Abstract

In this seminar, we discuss the approximations achieved by artificial neural network operators activated by sigmoidal functions, as detailed in [1], and their applications in signal analysis. Notably, Cardaliaguet and Euvrard proposed an approach utilizing neural networks to approximate a function in 1992 [2]. These operators, commonly referred to as neural network operators in the literature, exhibit robust approximation capabilities, even when a function is corrupted by Gaussian noise.

It is well-recognized that nonlinear operators often outperform linear ones in solving real-life problems. Consequently, Bede and his colleagues applied three different types of semi-rings: maximum-product, maximum-minimum, and semi-rings generated by a continuous and monotone generator g (known as the 3rd type pseudo-linear form) in the literature to develop pseudo-linear approximation operators. Their successful outcomes surpassed those achieved by linear methods [3].

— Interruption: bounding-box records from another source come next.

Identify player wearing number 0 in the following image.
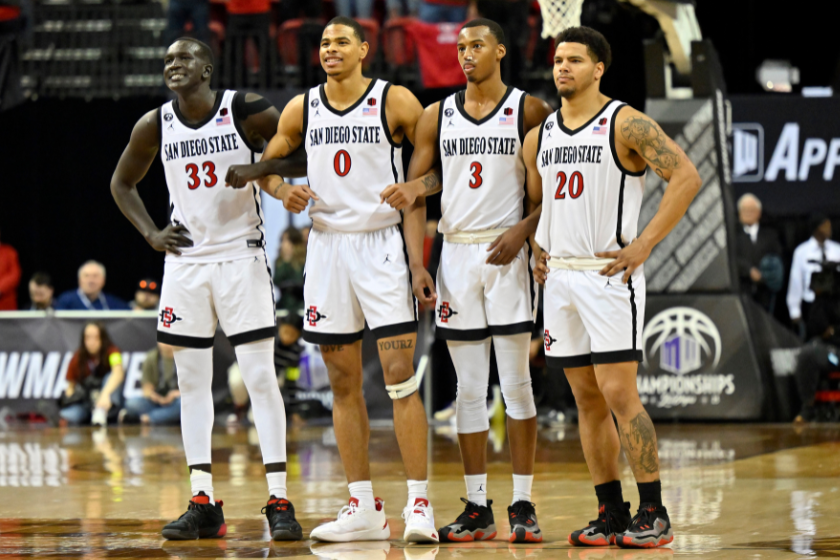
[524,27,700,548]
[383,19,551,542]
[111,39,305,540]
[236,17,438,542]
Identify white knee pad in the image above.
[493,333,537,420]
[385,375,417,401]
[502,377,537,420]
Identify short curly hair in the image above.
[554,25,612,72]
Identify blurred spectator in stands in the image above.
[164,0,210,46]
[0,224,20,311]
[476,0,531,87]
[385,0,420,18]
[224,0,277,89]
[417,0,478,23]
[119,342,181,425]
[29,272,53,311]
[274,226,306,316]
[128,278,160,311]
[60,322,125,426]
[55,261,130,311]
[787,214,840,339]
[735,193,784,314]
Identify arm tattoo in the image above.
[621,117,681,179]
[421,170,440,193]
[620,412,659,474]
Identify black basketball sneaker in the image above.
[262,496,303,541]
[569,502,630,546]
[161,492,227,541]
[508,500,542,542]
[615,504,674,548]
[438,498,496,542]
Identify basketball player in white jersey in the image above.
[235,17,438,542]
[111,39,303,540]
[523,27,701,548]
[382,19,551,542]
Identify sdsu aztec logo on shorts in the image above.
[642,307,721,375]
[438,301,458,323]
[543,331,557,352]
[160,307,182,329]
[306,305,327,327]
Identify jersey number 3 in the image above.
[470,161,484,189]
[187,161,218,191]
[554,171,583,200]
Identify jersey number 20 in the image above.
[187,161,218,191]
[554,171,583,200]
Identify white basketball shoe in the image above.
[403,498,440,543]
[309,498,391,542]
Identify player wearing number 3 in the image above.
[243,17,438,542]
[523,27,701,548]
[111,39,305,540]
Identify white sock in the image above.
[407,480,429,507]
[265,472,286,498]
[510,474,534,505]
[190,469,216,505]
[464,473,487,506]
[347,480,376,510]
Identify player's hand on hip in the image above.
[225,163,264,189]
[148,224,193,255]
[486,224,528,266]
[534,251,549,286]
[379,183,417,210]
[281,183,320,214]
[595,239,652,284]
[411,267,437,307]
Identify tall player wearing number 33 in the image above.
[523,27,700,548]
[111,39,306,540]
[243,17,438,542]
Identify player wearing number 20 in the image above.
[523,27,700,548]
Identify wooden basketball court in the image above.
[0,424,840,560]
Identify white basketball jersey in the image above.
[160,90,265,263]
[438,87,526,234]
[303,79,403,233]
[537,100,645,258]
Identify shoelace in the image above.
[455,498,481,523]
[402,504,429,519]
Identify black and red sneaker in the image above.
[508,500,542,542]
[615,504,674,548]
[569,502,630,546]
[262,496,303,541]
[438,498,496,542]
[161,492,227,541]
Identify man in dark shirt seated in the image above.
[55,261,129,311]
[735,193,784,313]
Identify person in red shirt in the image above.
[0,225,20,311]
[61,322,125,425]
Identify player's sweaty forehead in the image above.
[554,43,594,61]
[458,25,496,47]
[321,23,361,44]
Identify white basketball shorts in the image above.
[303,226,417,344]
[543,268,645,368]
[157,255,276,348]
[435,241,536,340]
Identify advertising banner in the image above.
[637,295,765,420]
[730,95,840,216]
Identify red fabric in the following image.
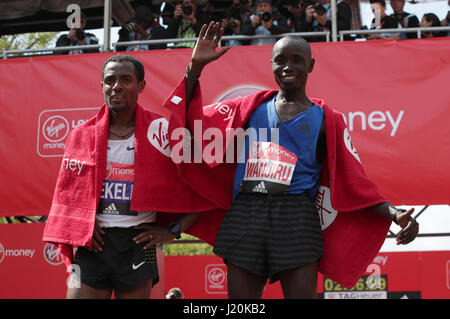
[43,105,223,265]
[165,80,391,288]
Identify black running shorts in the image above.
[213,193,323,283]
[74,227,159,291]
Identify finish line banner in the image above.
[0,38,450,216]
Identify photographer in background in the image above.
[221,0,253,46]
[55,11,99,54]
[367,0,400,40]
[241,0,291,45]
[225,0,253,22]
[303,0,352,41]
[167,0,212,48]
[391,0,419,39]
[221,16,243,47]
[117,6,167,51]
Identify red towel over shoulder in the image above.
[43,105,224,266]
[165,79,391,288]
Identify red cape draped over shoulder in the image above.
[165,79,391,288]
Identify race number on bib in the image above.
[242,142,297,194]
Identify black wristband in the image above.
[186,65,200,81]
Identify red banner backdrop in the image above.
[0,223,450,299]
[0,39,450,216]
[164,251,450,299]
[0,223,165,299]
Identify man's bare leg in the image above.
[227,263,266,299]
[280,261,318,299]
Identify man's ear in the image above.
[308,58,316,73]
[139,80,146,93]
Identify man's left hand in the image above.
[396,208,419,245]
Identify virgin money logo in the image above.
[0,243,5,264]
[315,186,338,230]
[343,128,361,163]
[37,108,98,157]
[205,264,227,294]
[147,117,171,157]
[44,243,63,266]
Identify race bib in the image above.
[242,142,297,194]
[98,162,137,216]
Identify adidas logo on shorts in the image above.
[252,181,267,193]
[103,203,120,215]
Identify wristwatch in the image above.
[168,223,181,239]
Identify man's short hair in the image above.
[102,54,145,82]
[255,0,272,6]
[370,0,386,7]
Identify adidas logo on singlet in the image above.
[252,181,267,193]
[103,203,120,215]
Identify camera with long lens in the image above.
[314,3,327,16]
[181,3,194,16]
[286,0,300,8]
[75,28,86,41]
[125,21,136,32]
[228,17,239,31]
[258,11,272,22]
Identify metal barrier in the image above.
[2,27,450,59]
[3,44,102,59]
[2,31,330,59]
[339,27,450,41]
[112,31,330,51]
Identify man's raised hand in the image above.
[189,21,230,78]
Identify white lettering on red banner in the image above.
[244,142,297,185]
[315,186,338,230]
[147,117,171,157]
[37,108,98,157]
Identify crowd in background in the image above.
[56,0,450,54]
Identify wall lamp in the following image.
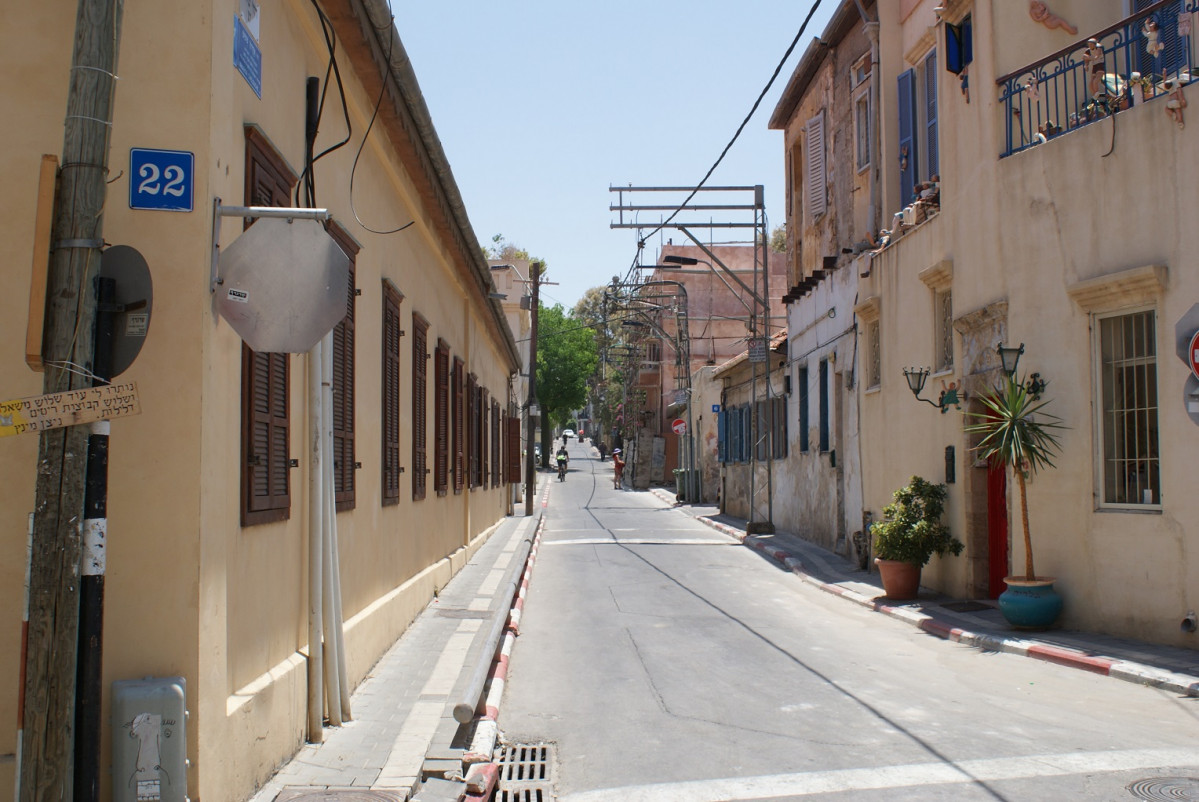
[903,368,966,415]
[995,343,1046,400]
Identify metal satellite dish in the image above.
[216,217,350,354]
[100,245,153,379]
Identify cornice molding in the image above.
[916,259,953,293]
[1066,265,1169,313]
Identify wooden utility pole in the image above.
[525,261,542,515]
[18,0,124,802]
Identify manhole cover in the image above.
[1128,777,1199,802]
[495,743,558,802]
[275,788,408,802]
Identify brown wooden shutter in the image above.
[453,357,466,493]
[412,312,429,501]
[492,399,504,488]
[466,373,480,490]
[508,417,523,484]
[240,128,296,526]
[478,387,490,488]
[382,281,404,505]
[433,338,450,495]
[329,223,359,512]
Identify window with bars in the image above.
[933,290,953,370]
[770,396,787,459]
[240,128,296,526]
[1097,309,1162,508]
[866,320,882,390]
[329,223,359,512]
[412,312,429,501]
[796,366,812,452]
[451,356,466,494]
[433,337,450,495]
[854,89,870,173]
[381,279,404,506]
[817,360,832,453]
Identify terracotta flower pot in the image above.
[999,577,1062,629]
[874,557,922,599]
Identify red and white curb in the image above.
[462,510,549,802]
[652,489,1199,697]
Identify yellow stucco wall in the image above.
[0,0,516,800]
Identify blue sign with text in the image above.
[129,147,195,212]
[233,17,263,100]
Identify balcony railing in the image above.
[995,0,1199,157]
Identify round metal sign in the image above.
[1187,331,1199,379]
[216,217,350,354]
[100,245,153,379]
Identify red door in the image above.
[987,465,1011,598]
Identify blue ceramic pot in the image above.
[999,577,1062,629]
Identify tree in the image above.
[574,285,625,438]
[482,234,529,261]
[537,303,598,459]
[770,223,787,253]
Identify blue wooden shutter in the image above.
[899,70,916,206]
[924,50,941,179]
[799,367,809,451]
[1133,0,1189,78]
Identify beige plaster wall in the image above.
[0,0,516,800]
[861,1,1199,646]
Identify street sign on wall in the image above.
[129,147,195,212]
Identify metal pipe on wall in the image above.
[320,333,342,726]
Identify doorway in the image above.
[987,464,1011,598]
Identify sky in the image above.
[391,0,837,309]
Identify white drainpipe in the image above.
[321,333,353,720]
[308,343,325,743]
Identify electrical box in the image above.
[113,676,188,802]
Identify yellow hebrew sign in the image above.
[0,381,141,438]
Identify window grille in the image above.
[1099,310,1162,506]
[934,290,953,370]
[866,320,882,388]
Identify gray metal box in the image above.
[113,676,188,802]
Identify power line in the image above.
[629,0,820,272]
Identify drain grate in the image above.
[1128,777,1199,802]
[941,602,995,613]
[275,788,406,802]
[495,743,558,802]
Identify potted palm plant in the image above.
[870,476,962,599]
[965,376,1066,629]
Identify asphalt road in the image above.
[500,444,1199,802]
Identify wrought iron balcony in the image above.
[995,0,1199,157]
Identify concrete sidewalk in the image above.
[651,488,1199,697]
[251,501,549,802]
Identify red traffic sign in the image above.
[1187,331,1199,379]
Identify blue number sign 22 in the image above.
[129,147,195,212]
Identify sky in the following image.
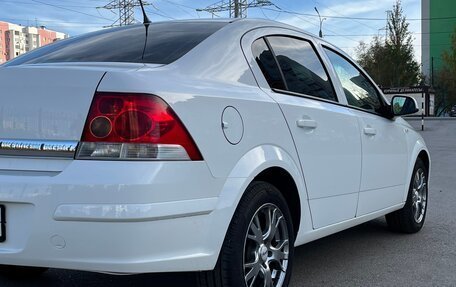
[0,0,421,62]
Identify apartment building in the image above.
[0,21,68,64]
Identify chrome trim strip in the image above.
[0,139,78,158]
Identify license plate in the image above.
[0,205,6,242]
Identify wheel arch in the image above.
[403,137,431,203]
[208,145,312,266]
[252,166,301,237]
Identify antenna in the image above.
[139,0,152,25]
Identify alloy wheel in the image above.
[244,204,290,287]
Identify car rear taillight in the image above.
[76,92,202,160]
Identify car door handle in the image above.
[296,119,318,129]
[364,127,377,136]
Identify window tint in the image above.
[325,48,383,113]
[267,36,337,101]
[252,38,286,90]
[6,22,227,66]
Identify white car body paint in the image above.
[0,20,428,274]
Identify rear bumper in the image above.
[0,159,225,273]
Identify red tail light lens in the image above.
[78,92,202,160]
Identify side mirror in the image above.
[391,96,419,116]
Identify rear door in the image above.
[325,48,408,216]
[246,33,361,228]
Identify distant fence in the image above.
[404,117,456,130]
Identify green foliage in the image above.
[357,0,420,87]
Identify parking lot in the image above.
[0,120,456,287]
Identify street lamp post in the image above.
[314,7,326,38]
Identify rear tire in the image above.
[0,265,48,279]
[385,158,428,233]
[198,181,295,287]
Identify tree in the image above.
[436,28,456,115]
[357,0,420,87]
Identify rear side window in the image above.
[5,22,227,66]
[267,36,337,101]
[252,38,286,90]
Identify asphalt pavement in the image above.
[0,120,456,287]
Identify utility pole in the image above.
[97,0,150,27]
[196,0,274,18]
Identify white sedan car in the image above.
[0,19,430,287]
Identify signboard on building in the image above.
[382,86,435,116]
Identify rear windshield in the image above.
[4,22,227,66]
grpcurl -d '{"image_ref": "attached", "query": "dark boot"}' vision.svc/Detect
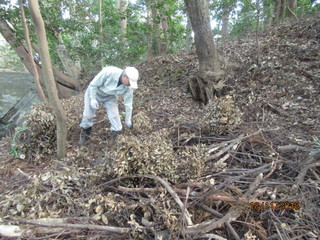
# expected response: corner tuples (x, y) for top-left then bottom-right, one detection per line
(111, 131), (122, 139)
(78, 127), (92, 145)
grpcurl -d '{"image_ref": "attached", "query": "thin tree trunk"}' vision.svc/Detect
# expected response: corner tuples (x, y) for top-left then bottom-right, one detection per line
(118, 0), (128, 47)
(186, 16), (193, 52)
(159, 4), (169, 55)
(29, 0), (67, 159)
(145, 0), (154, 59)
(99, 0), (103, 68)
(0, 19), (80, 97)
(221, 7), (230, 44)
(56, 33), (81, 79)
(20, 0), (47, 102)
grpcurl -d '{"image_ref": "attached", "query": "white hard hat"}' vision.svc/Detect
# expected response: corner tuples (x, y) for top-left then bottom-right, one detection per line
(124, 67), (139, 89)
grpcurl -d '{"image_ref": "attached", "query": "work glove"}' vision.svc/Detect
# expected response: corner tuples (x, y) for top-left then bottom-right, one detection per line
(90, 98), (99, 109)
(126, 121), (132, 128)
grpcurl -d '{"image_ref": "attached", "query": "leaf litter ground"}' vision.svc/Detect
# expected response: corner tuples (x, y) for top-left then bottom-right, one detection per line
(0, 14), (320, 239)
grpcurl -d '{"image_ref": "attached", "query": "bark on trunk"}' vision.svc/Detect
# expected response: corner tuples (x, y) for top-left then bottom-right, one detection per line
(99, 0), (103, 68)
(185, 0), (226, 104)
(29, 0), (67, 159)
(57, 33), (81, 80)
(186, 16), (193, 52)
(118, 0), (128, 46)
(221, 7), (230, 43)
(20, 0), (46, 102)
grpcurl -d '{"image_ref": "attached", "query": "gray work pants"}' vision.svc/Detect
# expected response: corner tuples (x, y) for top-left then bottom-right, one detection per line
(80, 88), (122, 131)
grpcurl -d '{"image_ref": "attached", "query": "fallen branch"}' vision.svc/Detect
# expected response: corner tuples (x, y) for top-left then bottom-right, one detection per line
(12, 219), (139, 233)
(184, 173), (263, 235)
(199, 204), (240, 240)
(142, 175), (193, 226)
(292, 157), (320, 191)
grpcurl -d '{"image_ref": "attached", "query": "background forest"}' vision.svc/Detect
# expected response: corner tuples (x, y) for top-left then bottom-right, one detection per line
(0, 0), (320, 240)
(0, 0), (320, 74)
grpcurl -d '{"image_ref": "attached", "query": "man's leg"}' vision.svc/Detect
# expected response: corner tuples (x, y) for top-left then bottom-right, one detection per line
(78, 89), (96, 145)
(104, 96), (122, 135)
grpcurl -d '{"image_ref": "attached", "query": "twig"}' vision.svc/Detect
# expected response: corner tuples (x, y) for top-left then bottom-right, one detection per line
(199, 204), (240, 240)
(206, 129), (262, 161)
(12, 219), (139, 233)
(185, 173), (263, 234)
(200, 233), (227, 240)
(142, 174), (193, 226)
(292, 157), (320, 191)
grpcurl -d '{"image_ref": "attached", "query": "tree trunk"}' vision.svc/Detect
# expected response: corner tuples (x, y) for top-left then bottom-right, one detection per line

While the max-product case is extensively studied in [4], the primary focus of this seminar is to construct the maximum-minimum and 3rd type pseudo-linear neural network operators, along with their Kantorovich forms. We establish convergence results and analyze the rate of approximations. Subsequently, we illustrate our approximations visually. Finally, we apply these operators for signal denoising.

Acknowledgement

This study is supported by The Scientific and Technological Research Council of Türkiye.

References:

[1] Costarelli, D., & Spigler, R. (2013). Approximation results for neural network operators activated by sigmoidal functions. Neural Networks, 44, 101-106.

[2] Cardaliaguet, P., & Euvrard, G. (1992). Approximation of a function and its derivative with a neural network. Neural networks, 5(2), 207-220.

[3] Barnabas, B., Hajime, N., Martina, D., & Antonio, D. N. (2008). Approximation by pseudo-linear operators.

[4] Costarelli, D., & Vinti, G. (2016). Max-product neural network and quasi-interpolation operators activated by sigmoidal functions. Journal of Approximation Theory, 209, 1-22.